The all-new 2020 Honda Jazz gets a thorough styling overhaul and a connectivity upgrade, but keeps its trademark practicality and tall seating position. There will be two body styles this time round – the ‘regular’ Jazz and the more rugged-looking Jazz Crosstar, which is expected to compete with the Ford Fiesta Active.
Both will go on sale in the summer and for the standard Jazz, there are expected to be a range of new trim levels and options from which to choose. The Jazz Crosstar is expected to be its own, stand-alone trim grade.
A Jazz hybrid is nothing new and has previously been available. However, for this new model there’s no other option. A 1.5-litre petrol engine is mated to two compact electric motors and a small battery and in total the system produces 108hp. That may not sound like much, but the Jazz can accelerate from 0-62mph in a very respectable 9.4 seconds and go on to a top speed of 108mph.
As a self-charging hybrid, you don’t have to plug the Jazz in to recharge the battery and the electrical assistance mainly works to boost fuel economy. Apparently, you can expect up to 62.8mpg from the standard Jazz and 58.9mpg from the Jazz Crosstar. Three driving modes are present, letting you choose whether the car runs on petrol, electric or both.
Like most hybrids, both versions of the new Jazz are available as automatics only, but not via a traditional torque-converter automatic gearbox. There’s a single fixed-gear ratio like you get in an electric car, which is smaller than Honda’s CVT gearbox deployed in other models and promises smooth, seamless acceleration.
The fourth-generation Honda Jazz will retain its tall, mini-MPV looks.
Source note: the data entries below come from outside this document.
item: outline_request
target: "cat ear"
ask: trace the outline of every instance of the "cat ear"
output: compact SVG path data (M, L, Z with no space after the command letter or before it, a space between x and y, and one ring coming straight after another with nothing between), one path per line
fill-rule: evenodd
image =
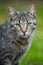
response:
M8 7L8 13L10 17L12 17L13 15L17 15L16 10L13 9L12 7Z
M34 15L36 17L36 9L35 9L35 5L32 4L29 8L29 13Z

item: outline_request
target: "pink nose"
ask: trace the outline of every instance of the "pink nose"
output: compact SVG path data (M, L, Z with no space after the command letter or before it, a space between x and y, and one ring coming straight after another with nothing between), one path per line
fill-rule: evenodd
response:
M23 31L23 32L26 32L26 28L22 28L22 31Z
The front end includes new headlights with LED elements and a blanked-off grille panel, highlighting the hybrid powertrain. Underneath, the front bumper will get slightly different air vent designs depending on the trim level, while the rear end has been similarly redesigned. The faux-crossover style Jazz Crosstar will be offered with black plastic body cladding, a black roof, a proper grille and silver roof rails.
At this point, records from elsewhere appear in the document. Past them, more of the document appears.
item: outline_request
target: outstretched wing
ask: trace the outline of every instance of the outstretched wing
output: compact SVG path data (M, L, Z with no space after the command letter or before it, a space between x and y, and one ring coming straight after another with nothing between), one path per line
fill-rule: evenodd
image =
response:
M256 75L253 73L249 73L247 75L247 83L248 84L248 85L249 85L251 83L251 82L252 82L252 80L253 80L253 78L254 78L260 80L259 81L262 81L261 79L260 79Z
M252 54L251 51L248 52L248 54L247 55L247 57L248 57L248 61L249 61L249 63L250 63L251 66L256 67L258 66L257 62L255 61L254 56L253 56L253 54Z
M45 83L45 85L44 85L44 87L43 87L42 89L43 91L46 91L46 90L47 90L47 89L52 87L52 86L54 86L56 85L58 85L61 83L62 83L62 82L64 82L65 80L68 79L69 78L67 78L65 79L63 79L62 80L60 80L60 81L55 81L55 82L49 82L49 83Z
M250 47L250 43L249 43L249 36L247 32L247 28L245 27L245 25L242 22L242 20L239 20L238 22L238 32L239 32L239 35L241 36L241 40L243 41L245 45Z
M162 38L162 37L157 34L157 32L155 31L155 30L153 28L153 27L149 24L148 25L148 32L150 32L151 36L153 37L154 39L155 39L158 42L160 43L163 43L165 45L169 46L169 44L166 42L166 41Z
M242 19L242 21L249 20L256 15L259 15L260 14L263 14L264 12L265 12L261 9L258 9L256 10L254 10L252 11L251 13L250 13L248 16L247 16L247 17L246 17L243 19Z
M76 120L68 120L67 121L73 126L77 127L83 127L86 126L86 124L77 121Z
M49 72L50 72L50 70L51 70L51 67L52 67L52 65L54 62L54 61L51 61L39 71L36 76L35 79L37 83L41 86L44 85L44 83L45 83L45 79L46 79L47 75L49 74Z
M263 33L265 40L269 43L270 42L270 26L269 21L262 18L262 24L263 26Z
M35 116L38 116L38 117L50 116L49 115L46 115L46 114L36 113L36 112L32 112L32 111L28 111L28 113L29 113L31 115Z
While no trim grades have yet been confirmed by Honda UK, it would be reasonable to expect UK cars to be available in S, SE and EX trim levels like the outgoing Jazz.
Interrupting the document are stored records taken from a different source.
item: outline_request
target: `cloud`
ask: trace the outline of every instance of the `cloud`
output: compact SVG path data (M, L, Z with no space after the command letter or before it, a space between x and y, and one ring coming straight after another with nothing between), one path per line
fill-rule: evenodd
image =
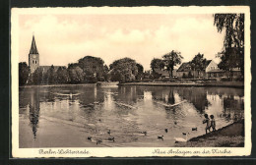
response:
M20 61L28 62L32 31L41 65L67 65L92 55L107 65L130 57L148 70L154 57L160 58L171 50L180 51L183 61L188 61L198 52L213 59L223 47L223 34L213 26L212 17L164 16L164 20L154 16L147 17L147 22L143 17L129 17L133 22L124 22L127 16L101 20L89 15L24 17L20 24Z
The interior of the Jazz has been revised with a large sweep of coloured material across the dashboard. The design of the centre console is clean and minimalist, while it appears that the Jazz will get a new two-spoke steering wheel similar to the one in the Honda e. A digital instrument cluster is expected to be fitted as standard.
Honda has fitted new seats with extra cushioning, to prevent aches on long journeys, while a centre armrest is always a welcome addition. The window pillars are slimmer than those on the outgoing Jazz, helping to improve driver visibility.
Practicality will also be improved in the new model. A slight increase in dimensions improves passenger and boot space, will make the new Jazz one of the most spacious superminis on the market when it arrives. Like previous cars, Honda’s rear ‘Magic Seat’ system will be fitted, meaning the rear seats can slide both forwards and backwards and the seat bases fold up like cinema seats if you need to carry tall or bulky items in the rear footwells.
Due to the hybrid system taking up space under the boot floor, boot space in the new Jazz is reduced to 298 litres (previously 354) with the seats in place, or 1,203 litres with the rear seats folded (previously 1,314).
Recent improvements to ‘Honda Sensing’ safety package means the Jazz should be safer than ever. Its high-definition camera offers better perception of roadside markings and soft verges, while the autonomous emergency braking has a more advanced night-time function with pedestrian and cyclist detection. Adaptive cruise control and lane-keeping assist are available and the latter works on urban and rural roads as well as motorways.